The Pennsylvania Department of Environmental Protection (DEP) has issued key construction permits for Shell Chemical Appalachia LLC’s Falcon Ethane Pipeline system, which would feed the multi-billion dollar ethylene cracker under construction.
After what it said was an “extensive review,” DEP issued the Chapter 105 water obstruction and encroachment permits, and Chapter 102 erosion and sediment control permits.
“DEP’s due diligence included a robust review which facilitated the public’s participation by encouraging public feedback and access to important information throughout the process,” said Secretary Patrick McDonnell. “Comments and questions received from citizens were reviewed by DEP technical staff who requested additional information from the applicant and included conditions in the final permits to ensure the protection of resources.”
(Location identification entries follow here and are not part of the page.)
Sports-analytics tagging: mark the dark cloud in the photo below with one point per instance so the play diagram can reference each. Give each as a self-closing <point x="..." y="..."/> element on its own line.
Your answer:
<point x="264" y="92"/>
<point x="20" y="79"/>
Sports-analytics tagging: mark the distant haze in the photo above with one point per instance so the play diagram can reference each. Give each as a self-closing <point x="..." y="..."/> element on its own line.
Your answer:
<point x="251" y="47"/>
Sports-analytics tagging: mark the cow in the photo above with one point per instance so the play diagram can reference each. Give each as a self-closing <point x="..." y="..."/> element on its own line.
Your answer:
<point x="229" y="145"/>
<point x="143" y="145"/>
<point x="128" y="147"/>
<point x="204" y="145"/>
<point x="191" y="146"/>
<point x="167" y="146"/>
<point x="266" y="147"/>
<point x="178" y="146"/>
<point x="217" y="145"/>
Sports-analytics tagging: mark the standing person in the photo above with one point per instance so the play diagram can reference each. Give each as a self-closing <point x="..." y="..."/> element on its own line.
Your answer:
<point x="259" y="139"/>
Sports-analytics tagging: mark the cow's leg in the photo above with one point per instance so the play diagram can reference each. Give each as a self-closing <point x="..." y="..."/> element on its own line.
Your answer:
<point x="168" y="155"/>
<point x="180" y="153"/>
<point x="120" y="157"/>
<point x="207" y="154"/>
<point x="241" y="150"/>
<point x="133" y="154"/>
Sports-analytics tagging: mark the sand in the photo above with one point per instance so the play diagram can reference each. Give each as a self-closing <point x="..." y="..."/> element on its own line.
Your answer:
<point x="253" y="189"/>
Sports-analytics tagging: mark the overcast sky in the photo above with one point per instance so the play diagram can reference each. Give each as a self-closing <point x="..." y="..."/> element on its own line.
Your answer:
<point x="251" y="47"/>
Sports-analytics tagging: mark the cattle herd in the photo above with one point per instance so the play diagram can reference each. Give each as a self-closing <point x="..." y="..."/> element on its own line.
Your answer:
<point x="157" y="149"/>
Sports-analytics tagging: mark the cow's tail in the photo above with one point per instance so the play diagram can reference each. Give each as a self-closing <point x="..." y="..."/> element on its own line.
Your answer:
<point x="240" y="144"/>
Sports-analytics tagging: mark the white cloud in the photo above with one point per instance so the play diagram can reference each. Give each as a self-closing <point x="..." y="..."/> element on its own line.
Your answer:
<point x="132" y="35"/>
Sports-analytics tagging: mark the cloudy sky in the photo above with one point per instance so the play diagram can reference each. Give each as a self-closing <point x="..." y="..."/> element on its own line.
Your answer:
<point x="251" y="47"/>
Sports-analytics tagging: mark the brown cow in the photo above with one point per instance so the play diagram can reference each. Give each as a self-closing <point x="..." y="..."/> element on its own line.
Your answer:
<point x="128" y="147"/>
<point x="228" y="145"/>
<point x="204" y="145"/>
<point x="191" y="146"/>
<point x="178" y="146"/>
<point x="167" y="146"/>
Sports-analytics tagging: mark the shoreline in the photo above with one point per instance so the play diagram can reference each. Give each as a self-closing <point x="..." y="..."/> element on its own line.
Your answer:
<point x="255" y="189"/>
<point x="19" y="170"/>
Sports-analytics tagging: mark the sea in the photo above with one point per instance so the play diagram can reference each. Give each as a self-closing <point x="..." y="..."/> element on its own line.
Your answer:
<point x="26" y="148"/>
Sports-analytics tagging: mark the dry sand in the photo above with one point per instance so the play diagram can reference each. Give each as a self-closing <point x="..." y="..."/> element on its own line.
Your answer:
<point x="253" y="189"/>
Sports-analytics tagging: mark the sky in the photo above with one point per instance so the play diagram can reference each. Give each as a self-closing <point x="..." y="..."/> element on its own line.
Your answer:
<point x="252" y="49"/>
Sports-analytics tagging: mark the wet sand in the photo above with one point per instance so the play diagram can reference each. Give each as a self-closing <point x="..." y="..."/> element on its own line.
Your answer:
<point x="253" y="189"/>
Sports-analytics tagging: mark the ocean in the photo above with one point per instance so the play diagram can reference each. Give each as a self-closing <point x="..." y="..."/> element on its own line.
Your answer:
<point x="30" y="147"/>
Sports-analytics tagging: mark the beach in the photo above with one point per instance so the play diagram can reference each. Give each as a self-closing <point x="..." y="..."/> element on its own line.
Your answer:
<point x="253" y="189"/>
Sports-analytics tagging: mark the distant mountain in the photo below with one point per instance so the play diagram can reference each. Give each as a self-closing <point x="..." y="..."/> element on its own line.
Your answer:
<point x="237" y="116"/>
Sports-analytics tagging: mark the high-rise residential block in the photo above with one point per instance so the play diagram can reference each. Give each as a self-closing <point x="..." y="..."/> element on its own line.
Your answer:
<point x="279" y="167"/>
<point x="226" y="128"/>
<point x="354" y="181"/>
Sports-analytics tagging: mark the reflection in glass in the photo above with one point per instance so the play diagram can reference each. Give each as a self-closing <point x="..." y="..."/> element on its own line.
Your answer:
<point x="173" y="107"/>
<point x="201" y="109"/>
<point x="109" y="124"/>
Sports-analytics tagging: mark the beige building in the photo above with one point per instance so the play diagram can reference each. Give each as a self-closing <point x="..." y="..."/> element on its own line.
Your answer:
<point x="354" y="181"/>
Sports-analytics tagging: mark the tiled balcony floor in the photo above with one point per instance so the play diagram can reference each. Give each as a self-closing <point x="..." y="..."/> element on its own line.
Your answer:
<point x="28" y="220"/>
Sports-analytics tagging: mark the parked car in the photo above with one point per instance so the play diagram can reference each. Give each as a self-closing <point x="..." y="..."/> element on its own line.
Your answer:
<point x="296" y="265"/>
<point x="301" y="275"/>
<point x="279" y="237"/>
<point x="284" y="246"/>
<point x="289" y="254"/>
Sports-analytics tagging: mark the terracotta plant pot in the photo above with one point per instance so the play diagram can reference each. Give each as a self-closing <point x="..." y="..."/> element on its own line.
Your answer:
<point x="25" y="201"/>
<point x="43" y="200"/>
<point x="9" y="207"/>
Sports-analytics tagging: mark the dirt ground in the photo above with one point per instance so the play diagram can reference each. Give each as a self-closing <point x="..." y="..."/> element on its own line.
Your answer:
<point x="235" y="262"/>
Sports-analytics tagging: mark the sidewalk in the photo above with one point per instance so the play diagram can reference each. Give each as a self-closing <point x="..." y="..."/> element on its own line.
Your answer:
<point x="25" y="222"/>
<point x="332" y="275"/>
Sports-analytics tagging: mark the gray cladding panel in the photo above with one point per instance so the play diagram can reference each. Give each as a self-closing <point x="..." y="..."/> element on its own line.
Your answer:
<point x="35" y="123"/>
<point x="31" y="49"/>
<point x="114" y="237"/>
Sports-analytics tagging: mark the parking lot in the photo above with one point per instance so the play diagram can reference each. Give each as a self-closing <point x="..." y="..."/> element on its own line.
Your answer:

The agency received input from nearly 1,500 commenters during the application process. The pipeline would traverse 45.5 miles across three counties in the state. Of particular concern, DEP said, was the pipeline’s proximity to a water reservoir in Beaver County.
The permits include construction techniques and special conditions requiring Shell to control pollution from construction of the pipeline in the area of the reservoir and other water resources along the route. For example, Shell proposed to deepen the horizontal directional drill below the raw water line, have a crew on standby for issues, have additional pre-stressed concrete pipe repair joints at the job site and use other construction techniques to minimize impacts to the water line during construction.
The 97.5 mile, two-leg system would run south in western Pennsylvania to pick-up ethane from MarkWest Energy Partners LP’s Houston Processing and Fractionation facility in Washington County. It would also stretch west into Ohio, where it would pick up ethane produced in that state and in West Virginia at MarkWest’s Cadiz Complex in Harrison County, OH, and from Utica East Ohio’s nearby Harrison Hub fractionation plant in Scio, OH.
The pipeline would have a capacity of about 100,000 b/d, which would match the cracker that’s being built in Beaver County, about 30 miles northwest of Pittsburgh.
Company executives said earlier this year that pending regulatory approvals, they expected to start and finish construction on the pipeline in 2019. The cracker is expected to enter service sometime in the early 2020s. Construction and operation of the pipeline will fall under the jurisdiction of federal regulators at the Pipeline and Hazardous Materials Safety Administration.